There Fallion struck something round and heavy, and a skull rolled out from the leaves, grayed by age, its walls thinning as it decalcified.
“There you are, Father,” Fallion whispered, picking up the skull.
He prodded some more and found a collection of bones, a few thin ribs, finger bones, and a hip. There was no sign of foul play, no dagger protruding from the back, no arrow in the heart. Just bones.
Finally Fallion understood.
Father had been a wizard, an aging wizard. Just as a flameweaver carried an elemental of flame within him, or one of the wind-driven would unleash a cyclone, something of the earth had to make its way out of his father upon his demise.
Fallion peered out over the valley, the land that he called home. From up here, he could see the river snaking through green and peaceful fields, cottages down below with red-and-white cattle or black sheep dotting the fields. There were orchards and hay fields stretching as far as Fallion could see.

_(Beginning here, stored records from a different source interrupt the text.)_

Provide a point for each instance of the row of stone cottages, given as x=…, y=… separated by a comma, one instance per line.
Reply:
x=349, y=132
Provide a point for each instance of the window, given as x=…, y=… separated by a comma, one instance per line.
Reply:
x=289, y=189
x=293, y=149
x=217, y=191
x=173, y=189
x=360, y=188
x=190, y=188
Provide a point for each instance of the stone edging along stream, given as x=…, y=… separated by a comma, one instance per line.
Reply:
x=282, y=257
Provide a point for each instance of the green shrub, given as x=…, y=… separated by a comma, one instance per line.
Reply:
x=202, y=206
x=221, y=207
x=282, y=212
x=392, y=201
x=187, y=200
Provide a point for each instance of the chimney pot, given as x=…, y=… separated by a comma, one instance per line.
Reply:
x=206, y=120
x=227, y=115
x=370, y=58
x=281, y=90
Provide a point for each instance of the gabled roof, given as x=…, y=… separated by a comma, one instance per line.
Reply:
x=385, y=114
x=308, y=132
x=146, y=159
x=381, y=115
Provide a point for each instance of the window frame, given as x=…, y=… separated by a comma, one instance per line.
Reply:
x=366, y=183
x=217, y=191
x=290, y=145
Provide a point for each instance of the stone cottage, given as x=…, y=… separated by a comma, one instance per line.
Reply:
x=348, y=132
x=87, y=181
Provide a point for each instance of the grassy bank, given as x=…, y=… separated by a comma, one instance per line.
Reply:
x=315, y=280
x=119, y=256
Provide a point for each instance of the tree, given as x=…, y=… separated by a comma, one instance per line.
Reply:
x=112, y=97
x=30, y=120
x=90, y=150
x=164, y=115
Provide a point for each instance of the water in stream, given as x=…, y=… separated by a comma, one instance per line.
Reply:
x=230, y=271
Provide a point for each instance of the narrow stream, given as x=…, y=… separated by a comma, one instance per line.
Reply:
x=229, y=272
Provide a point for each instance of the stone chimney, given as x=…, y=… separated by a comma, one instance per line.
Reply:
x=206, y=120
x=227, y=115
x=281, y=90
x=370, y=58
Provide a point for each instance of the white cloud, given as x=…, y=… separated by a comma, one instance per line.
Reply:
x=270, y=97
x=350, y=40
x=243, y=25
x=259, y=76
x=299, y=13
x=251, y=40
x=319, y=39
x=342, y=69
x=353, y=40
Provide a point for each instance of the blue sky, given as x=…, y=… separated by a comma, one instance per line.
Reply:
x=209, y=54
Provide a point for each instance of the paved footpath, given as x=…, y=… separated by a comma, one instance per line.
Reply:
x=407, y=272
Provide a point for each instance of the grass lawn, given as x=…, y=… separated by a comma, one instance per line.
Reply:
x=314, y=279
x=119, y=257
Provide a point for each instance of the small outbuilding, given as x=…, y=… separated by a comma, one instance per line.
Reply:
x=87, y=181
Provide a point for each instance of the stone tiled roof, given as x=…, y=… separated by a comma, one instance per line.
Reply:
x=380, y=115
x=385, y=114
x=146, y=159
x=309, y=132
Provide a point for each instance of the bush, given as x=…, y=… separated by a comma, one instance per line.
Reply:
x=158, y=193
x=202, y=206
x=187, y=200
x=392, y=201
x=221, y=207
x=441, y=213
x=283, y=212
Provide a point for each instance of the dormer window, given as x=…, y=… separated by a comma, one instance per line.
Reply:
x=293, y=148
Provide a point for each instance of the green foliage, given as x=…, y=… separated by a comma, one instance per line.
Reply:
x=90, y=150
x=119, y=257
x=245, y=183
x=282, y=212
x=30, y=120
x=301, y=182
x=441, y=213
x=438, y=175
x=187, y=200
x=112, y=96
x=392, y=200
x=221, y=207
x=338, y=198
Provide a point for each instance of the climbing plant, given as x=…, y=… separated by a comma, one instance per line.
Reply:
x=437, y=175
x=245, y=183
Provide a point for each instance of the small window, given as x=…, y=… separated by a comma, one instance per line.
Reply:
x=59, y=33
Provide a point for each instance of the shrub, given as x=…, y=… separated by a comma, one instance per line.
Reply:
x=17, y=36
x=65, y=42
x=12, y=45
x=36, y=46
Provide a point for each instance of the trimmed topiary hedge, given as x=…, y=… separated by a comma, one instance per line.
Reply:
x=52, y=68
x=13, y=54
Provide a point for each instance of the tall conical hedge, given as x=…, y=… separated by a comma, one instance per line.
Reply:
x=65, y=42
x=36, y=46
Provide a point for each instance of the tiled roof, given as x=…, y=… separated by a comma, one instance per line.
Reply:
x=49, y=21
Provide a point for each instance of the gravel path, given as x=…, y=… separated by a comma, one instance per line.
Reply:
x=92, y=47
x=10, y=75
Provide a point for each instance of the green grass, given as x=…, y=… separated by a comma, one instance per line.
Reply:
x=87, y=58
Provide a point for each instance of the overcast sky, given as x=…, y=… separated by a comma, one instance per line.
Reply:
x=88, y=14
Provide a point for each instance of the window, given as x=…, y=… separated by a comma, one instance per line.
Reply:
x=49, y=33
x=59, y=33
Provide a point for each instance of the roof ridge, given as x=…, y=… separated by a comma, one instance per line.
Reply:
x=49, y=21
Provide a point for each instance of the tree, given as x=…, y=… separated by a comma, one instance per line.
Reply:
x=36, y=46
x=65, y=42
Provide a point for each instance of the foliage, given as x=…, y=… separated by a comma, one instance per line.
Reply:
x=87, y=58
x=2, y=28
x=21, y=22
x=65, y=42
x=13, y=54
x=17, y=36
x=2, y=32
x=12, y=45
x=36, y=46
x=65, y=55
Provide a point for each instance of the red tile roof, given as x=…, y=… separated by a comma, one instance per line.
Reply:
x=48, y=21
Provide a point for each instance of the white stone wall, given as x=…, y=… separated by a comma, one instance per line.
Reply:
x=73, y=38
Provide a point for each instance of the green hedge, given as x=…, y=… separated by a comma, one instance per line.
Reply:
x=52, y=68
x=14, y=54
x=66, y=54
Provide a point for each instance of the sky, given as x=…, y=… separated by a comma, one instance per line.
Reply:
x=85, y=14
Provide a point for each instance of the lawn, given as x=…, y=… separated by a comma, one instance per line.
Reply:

Fallion’s father had not been murdered. He had been old and decrepit, dying.
So he sought out a fertile place, and had planted himself there.
He wanted me to be here, Fallion realized. He wanted me to be where he could watch over me.
Fallion had never really known his own father. At times he had wanted Waggit to be his father, or Borenson, or Stalker. And as such children do, he had learned from each of those men, had taken something of them into himself.